Last Gasp licensed Pure Trance for an English-language translation in North America, and published it in 2005.

===Other===
KidRobot released a series of merchandise based on Pure Trance, including clothing and vinyl figures.

==Reception==
Paul Gravett listed Pure Trance on his recommended reading list. Jason Thompson, in Manga: The Complete Guide (2007), gave Pure Trance 3.5 of 4 stars, praising it as a combination of Russ Meyer's work and a science-fiction film from the 1970s. Writing that Mizuno drew influence from manga artist Osamu Tezuka, he praised the art as "dense and delirious". In a retrospective review of Mizuno's work, Thompson wrote that the "trippy, grindhouse" narrative contained "weak" places and had a tendency to wander; he compared the plot to an apocalyptic film from the 1970s.

From March 13 to June 14, 2009, Pure Trance appeared at an exhibit by the Japan Society in New York, Krazy! The Delirious World of Anime + Manga + Video Games. Critical reaction to the manga was positive. In his review of the exhibit, Ken Johnson of The New York Times highlighted Pure Trance as an example of "impressive" "draftsmanship, design and imagination" in a manga.
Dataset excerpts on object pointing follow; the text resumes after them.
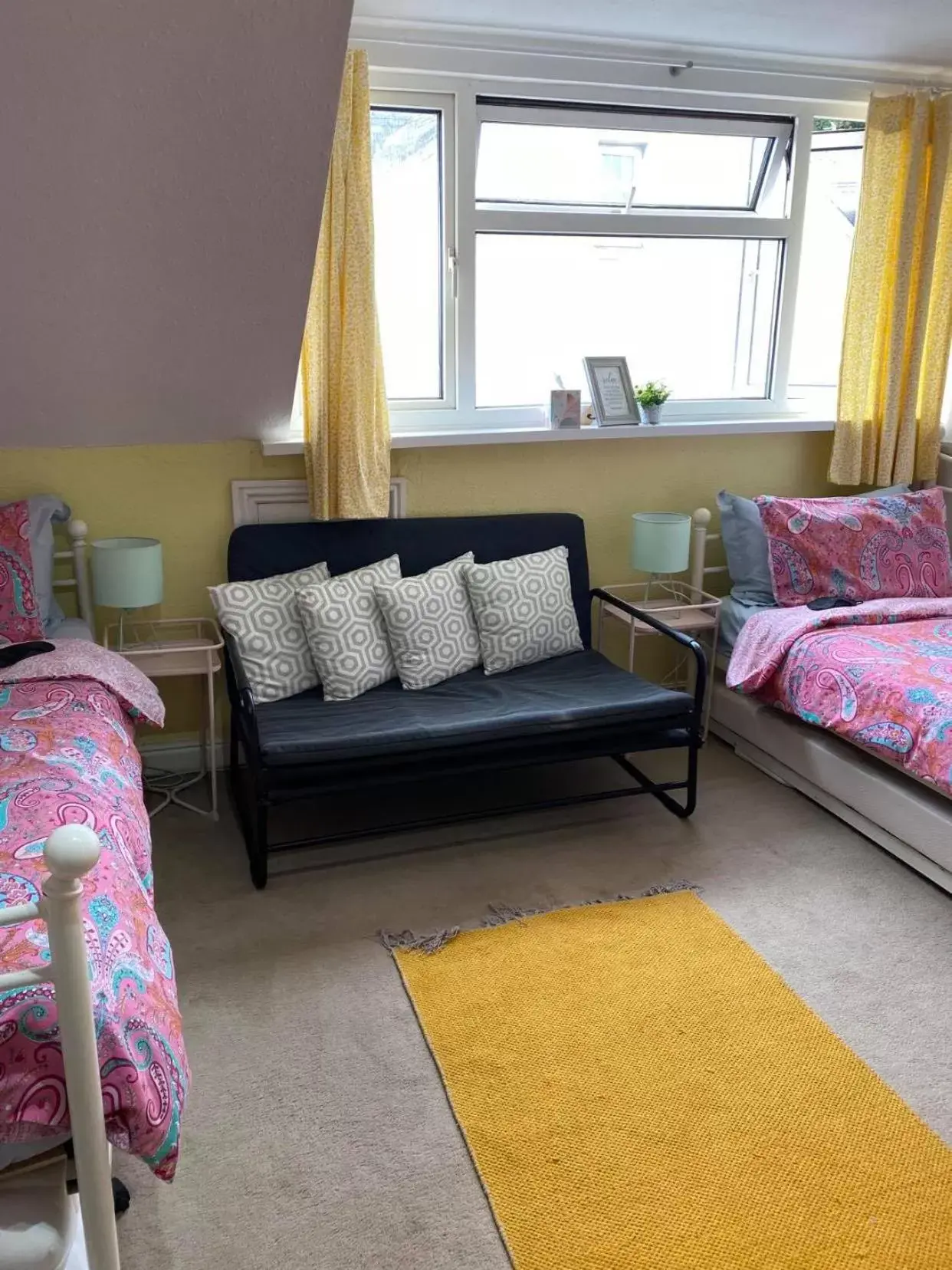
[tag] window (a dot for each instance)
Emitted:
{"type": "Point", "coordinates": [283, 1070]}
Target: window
{"type": "Point", "coordinates": [409, 145]}
{"type": "Point", "coordinates": [832, 199]}
{"type": "Point", "coordinates": [514, 238]}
Writing for About.com, Evan Minto wrote that Pure Trance was on display as an example of "the evolution of the 'manga-style' that is now so synonymous with the medium", because of "its creation of 'hybrid forms' based on traditional manga style, Lolita fashions, and even pornography." Another guest reviewer for About.com, Scott VonSchilling expressed his happiness that one of Mizuno's works was on the display; according to him, Mizuno's works, which have an American cult following, are very recognizable: "Her mash-up of the ultra-cute with dirty and grotesque imagery catches your eye and hooks you in. It initially looks like family-friendly kiddie-fare, but viewers quickly realize that it's some of the most adult material on display."